To ensure the government-sponsored entities are able to continue to support the mortgage market, Treasury will provide up to $200 billion in capital to the pair via preferred stock purchases.

Additionally, the Treasury will continue to purchase Fannie Mae and Freddie Mac mortgage-backed securities in an effort to keep interest rates low and improve liquidity in the secondary market.

Under the agreement, the GSEs’ retained mortgage portfolios will be increased by $50 billion to $900 billion.

Another three to four million homeowners will receive assistance through a $75 billion “Homeowner Stability Initiative.”

Borrowers would receive loan modifications that lower the housing debt-to-income ratio to 31 percent, via both voluntary lender reductions and government subsidies.

In some cases, government-sponsored modifications would provide below-market mortgage rates for five years, after which they would adjust upward at a moderate pace until reaching the average rate for a conforming loan during the time of the modification.

Once a modification is complete, borrowers will receive $1,000 per year, for up to five years, in incentive pay that will go towards the principal balance of the mortgage, if they continue to make payments.
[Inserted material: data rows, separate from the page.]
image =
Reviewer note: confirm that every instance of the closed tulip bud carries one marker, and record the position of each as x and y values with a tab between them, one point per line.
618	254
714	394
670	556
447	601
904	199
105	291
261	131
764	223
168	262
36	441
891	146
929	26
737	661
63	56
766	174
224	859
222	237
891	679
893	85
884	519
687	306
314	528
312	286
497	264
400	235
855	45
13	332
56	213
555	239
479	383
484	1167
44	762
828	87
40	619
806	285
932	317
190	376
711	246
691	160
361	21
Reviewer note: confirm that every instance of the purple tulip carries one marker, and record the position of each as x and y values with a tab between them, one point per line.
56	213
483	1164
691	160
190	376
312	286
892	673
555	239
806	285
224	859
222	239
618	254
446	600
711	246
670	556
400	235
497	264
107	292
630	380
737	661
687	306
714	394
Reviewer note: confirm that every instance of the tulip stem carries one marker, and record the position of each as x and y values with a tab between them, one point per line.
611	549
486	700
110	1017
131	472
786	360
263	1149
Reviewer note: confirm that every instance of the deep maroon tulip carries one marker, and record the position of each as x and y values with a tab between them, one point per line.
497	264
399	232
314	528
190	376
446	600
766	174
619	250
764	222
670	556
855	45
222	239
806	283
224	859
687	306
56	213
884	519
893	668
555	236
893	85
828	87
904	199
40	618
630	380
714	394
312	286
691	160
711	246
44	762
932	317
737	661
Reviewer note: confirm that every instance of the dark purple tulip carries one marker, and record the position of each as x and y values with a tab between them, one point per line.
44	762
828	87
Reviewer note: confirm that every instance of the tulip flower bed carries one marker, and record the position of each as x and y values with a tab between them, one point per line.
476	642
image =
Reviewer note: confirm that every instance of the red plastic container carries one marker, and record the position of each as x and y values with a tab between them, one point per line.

Loan servicers will receive an upfront fee of $1,000 for each completed loan mod, as well as incentives of up to $1,000 each year for three years if the borrower stays current on the new loan.

Additionally, an incentive payment of $500 will be paid to servicers, and an incentive payment of $1,500 will be paid to mortgage holders, if they modify at-risk loans before a borrower becomes delinquent

Lenders would be encouraged to modify loans thanks to a partial guarantee program, which would create an insurance fund at a size of up to $10 billion.

“Holders of mortgages modified under the program would be provided with an additional insurance payment on each modified loan, linked to declines in the home price index,” Treasury said on its website.

Treasury will develop uniform guidelines for the loan modifications, which will be used for the Administration’s new foreclosure prevention plan, and mirrored by lenders participating in government aid programs.

Other measures to reduce foreclosures include principal balance reductions during bankruptcy, $2 billion in neighborhood stabilization funds, and improved flexibility of Hope for Homeowners and other FHA loan programs.

Complete details will be provided on March 4 when the program is launched.